Bilan (reprise des termes du sujet et réponse provisoire au problème)

À la fin de cette partie, il paraît donc évident que nous avons de bonnes raisons de nous méfier du langage si nous ne voulons pas être victimes de ses pouvoirs potentiellement destructeurs.

Objection

Mais si nous ne pouvons pas nous passer du langage, y compris pour exercer cet examen critique, une trop grande méfiance n’est-elle pas vaine, voire suspecte ?

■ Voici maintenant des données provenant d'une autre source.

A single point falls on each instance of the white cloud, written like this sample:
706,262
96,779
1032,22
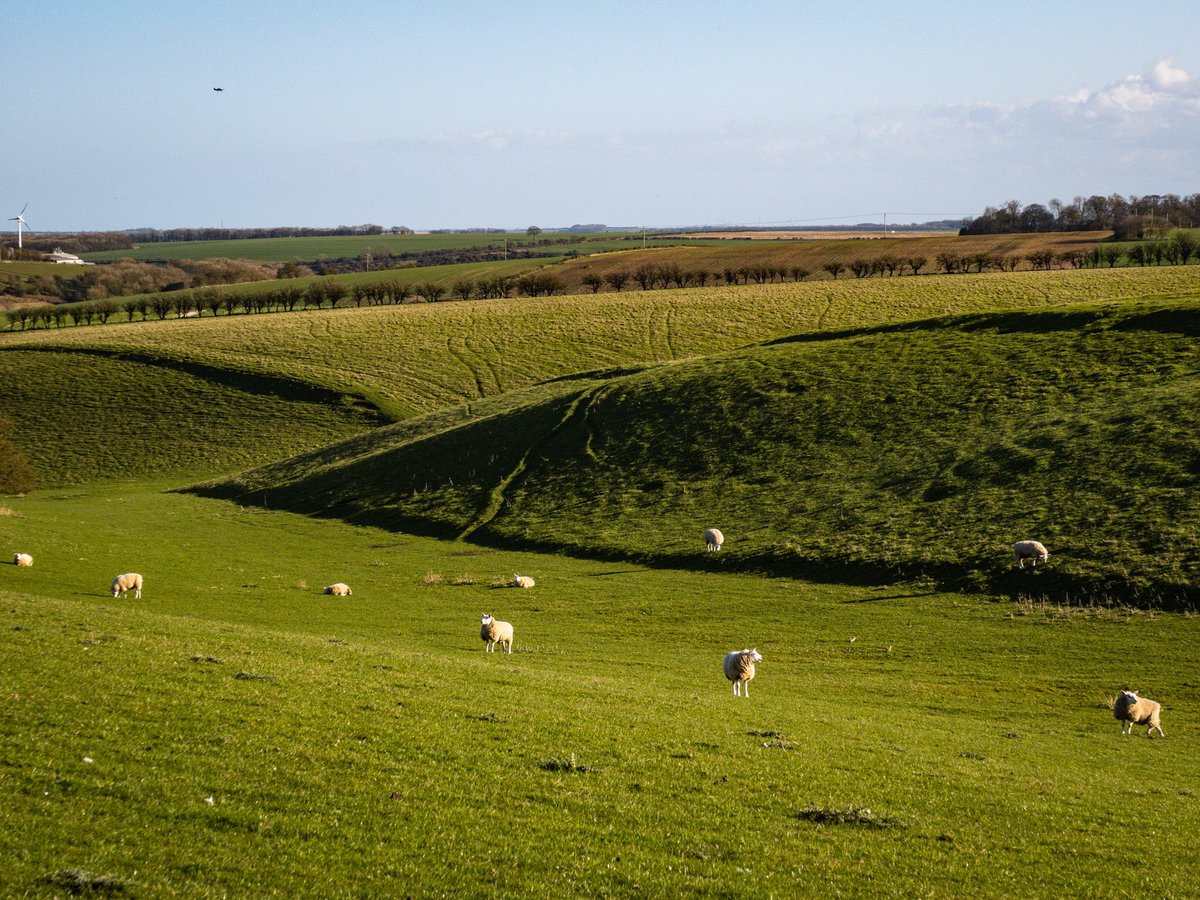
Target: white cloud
1167,76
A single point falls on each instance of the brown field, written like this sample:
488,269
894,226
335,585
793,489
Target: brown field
805,235
811,255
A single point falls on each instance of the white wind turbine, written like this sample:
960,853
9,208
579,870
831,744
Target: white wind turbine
19,219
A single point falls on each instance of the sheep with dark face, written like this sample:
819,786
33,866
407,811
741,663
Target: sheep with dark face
739,670
124,583
1033,551
493,631
1129,709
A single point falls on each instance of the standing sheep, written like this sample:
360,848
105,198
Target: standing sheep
124,583
739,670
495,631
1129,709
1030,550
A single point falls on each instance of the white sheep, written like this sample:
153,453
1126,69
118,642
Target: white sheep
1129,709
713,539
739,670
124,583
495,631
1030,550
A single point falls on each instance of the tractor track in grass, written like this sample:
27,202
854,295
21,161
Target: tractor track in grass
497,499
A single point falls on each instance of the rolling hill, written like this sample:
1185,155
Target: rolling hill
919,449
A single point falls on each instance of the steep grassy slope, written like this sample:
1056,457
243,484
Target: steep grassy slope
415,359
923,448
83,417
237,733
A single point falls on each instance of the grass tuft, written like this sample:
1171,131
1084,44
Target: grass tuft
557,763
850,815
81,882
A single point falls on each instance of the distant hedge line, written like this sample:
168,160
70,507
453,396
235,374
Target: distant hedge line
1179,250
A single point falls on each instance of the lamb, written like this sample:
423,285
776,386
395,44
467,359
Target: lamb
1030,550
495,631
124,583
713,539
739,670
1129,709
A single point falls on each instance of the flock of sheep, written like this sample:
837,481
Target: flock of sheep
738,665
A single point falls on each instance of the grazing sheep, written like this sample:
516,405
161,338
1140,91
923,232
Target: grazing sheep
1030,550
124,583
739,670
1129,709
713,539
495,631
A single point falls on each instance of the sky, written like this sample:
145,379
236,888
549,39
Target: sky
465,114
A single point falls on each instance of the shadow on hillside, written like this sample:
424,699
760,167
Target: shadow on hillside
281,387
1169,321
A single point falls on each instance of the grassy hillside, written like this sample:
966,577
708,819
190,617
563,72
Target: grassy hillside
306,745
922,449
415,359
83,417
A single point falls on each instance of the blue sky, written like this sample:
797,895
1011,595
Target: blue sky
471,114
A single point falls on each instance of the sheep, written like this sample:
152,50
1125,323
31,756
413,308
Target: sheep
1030,550
124,583
739,670
495,631
1129,709
713,539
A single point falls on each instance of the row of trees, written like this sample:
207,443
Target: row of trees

Troisième partie - Sortie du problème

Il faut se méfier d’une trop grande méfiance à l’égard du langage

Argument 1

Parce que chercher à perfectionner le langage, à l’épurer de ses imperfections s’accompagne d’un appauvrissement de moyens que nous avons de nommer, nous exprimer et réfléchir. Projet qui devient extrêmement suspect lorsqu’il devient un programme politique.

Exemple 1

Victor Klemperer, linguiste juif Allemand, a par exemple étudié dans ses carnets la « langue du IIIe Reich » et décrit comment un régime totalitaire raciste peut imposer une vision du monde à travers un langage corrigé, prétendument perfectionné, pour effacer la présence de celles et ceux qu’il opprime.

Argument 2

Parce que se concentrer sur les imperfections du langage et chercher à le simplifier pour supprimer la possibilité du malentendu, c’est négliger les usages riches et créatifs du langage qui découlent d’un rapport poétique ou tout simplement singulier au monde.

Exemple 2

Lorsque par exemple deux amis ne trouvent pas les mots pour se comprendre ou partager leurs émotions, c’est une confrontation entre leurs deux rapports au monde subjectifs et singuliers qui a lieu. C’est pour cela que les poètes ont un rapport original au langage et créent des mots ou des expressions afin de coucher sur le papier leur rapport au monde particulier.

Référence

Dans Les données immédiates de la conscience, Henri Bergson décrit comment l’artiste tente de dépasser ou contourner les limites du langage quotidien par des artifices littéraires. Pour décrire le plus authentiquement nos émotions profondes et singulières, il faudrait d’après Bergson développer un rapport créatif au langage, et se méfier non pas de ses imperfections ou de la possibilité du malentendu, mais plutôt de sa normalisation au sein de la société, qui efface les différentes perceptions du monde, par exemple en nommant du même mot des sentiments très singuliers et différents selon les individus. Il faut se méfier de notre méfiance à l’égard du langage pour plutôt nous saisir personnellement de la richesse de cet outil, dont les ambiguïtés sont une opportunité autant qu’un risque.

Conclusion

Résumé des trois parties

Nous avons d’abord montré que nous méfier du langage ce serait mettre en doute la faculté qui nous permet de décrire le monde, de débattre de la vérité ou de la manière dont nous pouvons décider de vivre collectivement. Mais c’est précisément pour ces raisons que nous avons vu dans un deuxième temps qu’il fallait nous méfier du mensonge, de la manipulation, et du malentendu, qui sont autant de pièges propres au langage. C’est pourquoi dans un dernier moment, rappelant que nous ne pouvons dire « adieu au langage », il convient également de nous méfier de la tendance à vouloir le perfectionner, et laisser exister, au sein des anfractuosités du langage, la possibilité d’exprimer des rapports singuliers au monde.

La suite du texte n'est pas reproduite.